The invasion of Vale do Javari is already reported in documents dating from before 2017, but which worsened during the pandemic, with the invasion of religious missionaries inside the indigenous land where the isolated Indians live, in addition to the actions of miners outside and inside the Indigenous Land, having direct contact with indigenous of still unknown ethnicities and languages.

“The São Rafael community, where Bruno had his last meeting before disappearing, is known to suffer the financial influence of drug traffickers, miners, and other exploiters who invade the preserved territory”, says an excerpt from the initial petition of the Argument of Noncompliance with Fundamental Precept 709, a joint study by the Federal University of Minas Gerais (UFMG) and the Socio-environmental Institute.

The study, in addition to dealing with the transmissibility of Covid-19 in Yanomami land, also reported the murder of at least 20 indigenous people from an isolated village in Vale do Javari by illegal miners from the municipality of São Paulo de Olivença and another murder of indigenous people from the isolated community of Warikama Djapar.

For the nucleus, the absence of the state regarding the control of the borders located between key drug trafficking points is clear. “The Javari Valley is a region located on the border with Peru and Colombia, with restricted access by river and air routes, the region, of 85,000 km², is home to 6,300 indigenous people from 26 different groups, 19 of them isolated, considered the largest concentration in the world”, reports.

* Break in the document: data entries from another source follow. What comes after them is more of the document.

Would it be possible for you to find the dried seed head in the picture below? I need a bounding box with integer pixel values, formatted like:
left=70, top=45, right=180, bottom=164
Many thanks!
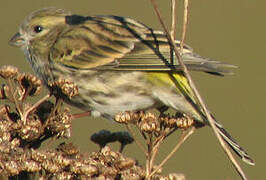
left=3, top=160, right=20, bottom=175
left=91, top=130, right=112, bottom=147
left=0, top=65, right=19, bottom=79
left=114, top=111, right=140, bottom=124
left=42, top=160, right=60, bottom=173
left=49, top=79, right=78, bottom=98
left=80, top=165, right=98, bottom=176
left=112, top=131, right=134, bottom=145
left=168, top=173, right=186, bottom=180
left=139, top=113, right=160, bottom=133
left=116, top=158, right=136, bottom=171
left=31, top=149, right=48, bottom=162
left=0, top=84, right=11, bottom=99
left=16, top=73, right=42, bottom=96
left=18, top=117, right=43, bottom=141
left=176, top=115, right=194, bottom=129
left=55, top=171, right=72, bottom=180
left=57, top=143, right=79, bottom=155
left=47, top=109, right=72, bottom=138
left=24, top=160, right=41, bottom=172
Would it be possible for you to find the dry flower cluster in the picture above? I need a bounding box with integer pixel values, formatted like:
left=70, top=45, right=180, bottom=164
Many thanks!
left=0, top=66, right=185, bottom=180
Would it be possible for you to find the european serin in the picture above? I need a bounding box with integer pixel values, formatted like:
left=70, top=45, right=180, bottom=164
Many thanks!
left=10, top=8, right=254, bottom=165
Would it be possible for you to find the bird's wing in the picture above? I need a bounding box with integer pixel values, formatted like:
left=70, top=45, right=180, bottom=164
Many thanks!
left=50, top=16, right=148, bottom=69
left=51, top=16, right=235, bottom=75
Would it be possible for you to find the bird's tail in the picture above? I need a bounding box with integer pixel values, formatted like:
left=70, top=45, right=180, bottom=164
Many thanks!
left=215, top=121, right=255, bottom=165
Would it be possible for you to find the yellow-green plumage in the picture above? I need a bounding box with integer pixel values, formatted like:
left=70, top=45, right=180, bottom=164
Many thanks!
left=10, top=8, right=254, bottom=164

The former regional coordinator of Funai, Bruno Pereira, had authorization to enter the indigenous land which expired on May 31. According to the Union of Indigenous Peoples of the Javari Valley (Univaja), Bruno left the TI on May 30 and met with Dom on May 31, outside the domains of the isolated indigenous people, to accompany the interview with an indigenous surveillance team, near the Jaburu Lake. 

“Bruno Pereira, as well as the journalist Dom Phillips, fit into professions that demand special state protection, in view of the risks involved”, the document points out.

The forced disappearance of Bruno and Dom, as the file points out, is considered a multiple and continuous violation of human rights, because “since it is a plurality of acts that, united by a single purpose, endure in a continuous or permanent manner, while the whereabouts of the victim or his or her remains are not known, or even when the identity of the individual has not been precisely determined”, it writes.

“Bolsonaro’s contempt is not limited only to his speeches. In the face of the contempt he has for indigenous populations, he omits to take effective measures to prevent the massacre that occurs with the indigenous population, with dead families, young indigenous women raped until their bodies are disfigured or even killed by men who illegally mine and invade and contaminate their lands, with a silent endorsement from a government that thinks that minorities should bow down or disappear”, concludes the text.